So you get a book and what follows is a very jarring experience.

Because for the first 8 chapters they get into the basics of the language.

You're occasionally like "interesting, I did not know that".

But for the most part you're like "yes, for fucking christ I know that, everybody knows that",

or you complain about the author being redundant,

or about the outdatedness of the book, since most documentation is now in the interwebs

or you reach flawed conclusions out of frustration like "this isn't making me any money, I could get on upwork, or do some bounties instead of wasting time on this"

then you start to skim through the pages like "I know this, and this, and this" until you realize you're in some page you have no fucking idea what it's talking about, as if you ended up on the wrong side of town

so you start backtracking (frustration is going critical at this point)

but backtracking is annoying because it's not well defined where you stopped getting it, as if in page 33 you were getting it 100%, but 0% on page 34, it's more like a gradual, irregular decrease,

so you have no idea where to start re reading from.

you just shove that shit into the wall at that point.

Some of these are learning discipline problems.

I guess there are ways to mitigate them, such as writing down questions of things not understood, co reading, etc.

But the one thing I don't think I can't get past is when authors write like shit,

like being redundant, using different words to say the same shit

or using confusing sentences that can mean different things at the same time,

or using the incorrect terminology, eg: if I were teaching OOP, saying shit like "classes create objects" but later on saying something like "classes create instances".
They usually nail the definitions the first time, but then use different terms for the same thing. It's shit.

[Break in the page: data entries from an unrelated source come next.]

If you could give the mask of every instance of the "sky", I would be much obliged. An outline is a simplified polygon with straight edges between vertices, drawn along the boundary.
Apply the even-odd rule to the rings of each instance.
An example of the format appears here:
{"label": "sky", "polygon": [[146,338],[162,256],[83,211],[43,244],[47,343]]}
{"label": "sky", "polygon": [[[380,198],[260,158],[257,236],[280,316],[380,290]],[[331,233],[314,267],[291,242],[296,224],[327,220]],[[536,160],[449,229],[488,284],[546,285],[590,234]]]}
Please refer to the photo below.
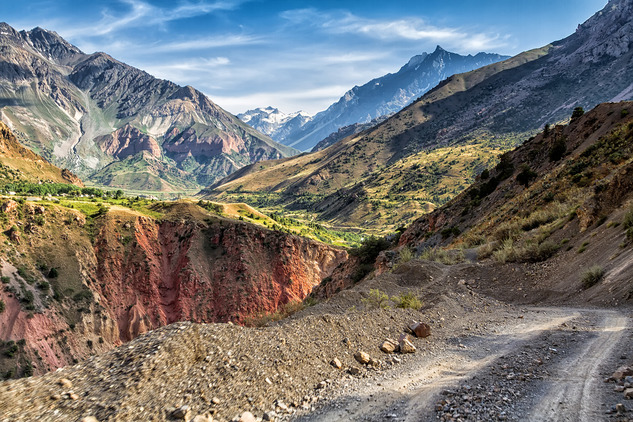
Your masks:
{"label": "sky", "polygon": [[437,45],[515,55],[572,34],[607,0],[0,0],[0,20],[57,32],[237,114],[316,113]]}

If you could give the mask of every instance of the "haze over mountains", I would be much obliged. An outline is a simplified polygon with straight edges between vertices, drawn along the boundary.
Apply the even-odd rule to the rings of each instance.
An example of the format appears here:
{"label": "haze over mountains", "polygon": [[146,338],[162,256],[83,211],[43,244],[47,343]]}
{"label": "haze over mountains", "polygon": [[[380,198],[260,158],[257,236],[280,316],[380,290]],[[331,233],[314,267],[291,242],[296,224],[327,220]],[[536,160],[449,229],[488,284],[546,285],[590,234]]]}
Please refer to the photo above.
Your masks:
{"label": "haze over mountains", "polygon": [[[626,419],[631,34],[610,0],[283,157],[191,87],[1,26],[0,420]],[[237,170],[158,201],[19,141],[110,186]]]}
{"label": "haze over mountains", "polygon": [[508,56],[491,53],[461,56],[438,45],[430,54],[422,53],[412,57],[396,73],[355,86],[327,110],[317,113],[309,120],[305,117],[300,120],[287,119],[269,132],[270,123],[267,120],[251,117],[257,110],[260,110],[261,115],[261,109],[247,111],[238,117],[278,142],[309,151],[319,141],[344,126],[369,123],[373,119],[400,111],[415,98],[455,73],[468,72],[507,58]]}
{"label": "haze over mountains", "polygon": [[[393,224],[404,223],[410,212],[425,212],[425,203],[443,203],[466,187],[447,185],[458,162],[461,180],[472,181],[495,149],[568,119],[575,107],[633,98],[632,16],[630,0],[611,1],[563,40],[454,75],[374,128],[312,155],[242,169],[207,193],[231,197],[241,186],[338,224],[374,225],[384,209]],[[426,161],[429,152],[456,146],[484,156]]]}
{"label": "haze over mountains", "polygon": [[56,33],[0,24],[0,112],[28,147],[107,186],[195,189],[295,151],[204,94]]}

And I think that's a writing culture that I hate.
From school you are taught to bot repeat words.

To say the same shit in different ways.

To be descritive, but vague.

That's absolutely shitty for programming in my opinion.

Comments
  • 2
    I know that pretty well myself. The choice for a good book therefore is critical. Yet that choice is hard to do.

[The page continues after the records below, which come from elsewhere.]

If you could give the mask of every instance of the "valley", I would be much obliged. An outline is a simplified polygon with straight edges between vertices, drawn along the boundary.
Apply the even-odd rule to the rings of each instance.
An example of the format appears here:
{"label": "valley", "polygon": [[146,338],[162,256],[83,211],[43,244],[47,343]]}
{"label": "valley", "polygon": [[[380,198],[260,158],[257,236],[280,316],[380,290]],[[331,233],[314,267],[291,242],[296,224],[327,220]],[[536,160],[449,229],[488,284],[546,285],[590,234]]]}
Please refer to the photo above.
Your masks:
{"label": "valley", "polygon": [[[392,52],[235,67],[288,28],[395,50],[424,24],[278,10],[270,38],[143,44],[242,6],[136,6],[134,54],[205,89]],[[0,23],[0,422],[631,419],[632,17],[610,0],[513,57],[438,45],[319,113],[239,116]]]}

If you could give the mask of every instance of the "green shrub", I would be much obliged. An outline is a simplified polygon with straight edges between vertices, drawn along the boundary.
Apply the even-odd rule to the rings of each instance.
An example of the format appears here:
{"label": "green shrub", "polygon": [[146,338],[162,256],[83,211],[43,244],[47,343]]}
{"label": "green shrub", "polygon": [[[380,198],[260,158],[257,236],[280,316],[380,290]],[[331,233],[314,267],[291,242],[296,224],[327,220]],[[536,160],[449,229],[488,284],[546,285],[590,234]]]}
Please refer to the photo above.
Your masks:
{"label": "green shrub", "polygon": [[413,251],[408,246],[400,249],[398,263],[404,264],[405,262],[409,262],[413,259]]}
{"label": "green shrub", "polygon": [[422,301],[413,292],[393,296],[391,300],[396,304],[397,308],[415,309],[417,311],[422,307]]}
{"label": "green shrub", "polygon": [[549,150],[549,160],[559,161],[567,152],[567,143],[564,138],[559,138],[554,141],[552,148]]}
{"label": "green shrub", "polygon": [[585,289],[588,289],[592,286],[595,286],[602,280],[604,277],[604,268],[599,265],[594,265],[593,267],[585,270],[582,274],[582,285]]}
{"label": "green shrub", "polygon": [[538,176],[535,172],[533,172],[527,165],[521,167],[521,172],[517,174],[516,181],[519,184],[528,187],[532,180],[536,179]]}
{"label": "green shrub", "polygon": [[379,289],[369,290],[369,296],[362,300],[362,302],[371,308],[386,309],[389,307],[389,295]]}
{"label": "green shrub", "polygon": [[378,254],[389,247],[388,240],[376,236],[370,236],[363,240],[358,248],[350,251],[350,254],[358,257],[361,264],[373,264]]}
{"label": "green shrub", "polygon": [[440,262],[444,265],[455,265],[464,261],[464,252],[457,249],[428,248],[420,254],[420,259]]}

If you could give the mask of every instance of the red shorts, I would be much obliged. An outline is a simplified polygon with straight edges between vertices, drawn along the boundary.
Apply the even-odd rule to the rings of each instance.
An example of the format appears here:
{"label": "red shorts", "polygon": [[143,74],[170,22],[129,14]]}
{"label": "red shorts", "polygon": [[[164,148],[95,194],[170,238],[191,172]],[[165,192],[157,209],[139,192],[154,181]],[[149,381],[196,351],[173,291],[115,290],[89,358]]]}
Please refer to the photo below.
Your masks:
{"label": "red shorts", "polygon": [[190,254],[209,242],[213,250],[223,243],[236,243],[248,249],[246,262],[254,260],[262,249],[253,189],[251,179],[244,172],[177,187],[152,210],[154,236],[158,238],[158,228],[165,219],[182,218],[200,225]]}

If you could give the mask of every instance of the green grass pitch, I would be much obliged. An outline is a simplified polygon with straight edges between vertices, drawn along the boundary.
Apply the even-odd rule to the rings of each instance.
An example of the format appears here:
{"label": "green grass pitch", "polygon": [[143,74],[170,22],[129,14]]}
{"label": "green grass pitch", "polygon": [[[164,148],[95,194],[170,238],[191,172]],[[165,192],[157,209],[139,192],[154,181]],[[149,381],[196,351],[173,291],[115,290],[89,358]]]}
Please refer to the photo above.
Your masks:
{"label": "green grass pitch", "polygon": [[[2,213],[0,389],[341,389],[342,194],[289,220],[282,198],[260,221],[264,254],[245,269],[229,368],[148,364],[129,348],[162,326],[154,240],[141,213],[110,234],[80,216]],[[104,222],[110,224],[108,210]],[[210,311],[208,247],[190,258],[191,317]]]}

    U literally need to "work" the book. Therefore I prefer project driven books with full projects to realize. And then I read through the book once fast, write notes into it and do the stuff I need to do or I can do already but can implement them in a 1h session. This is how I go through books in a week. Anything longer like learning Java EE and all its APIs is futile if you not have a direct usecase for it e.g Certification (<--- I dont like certifications as u dont get paid).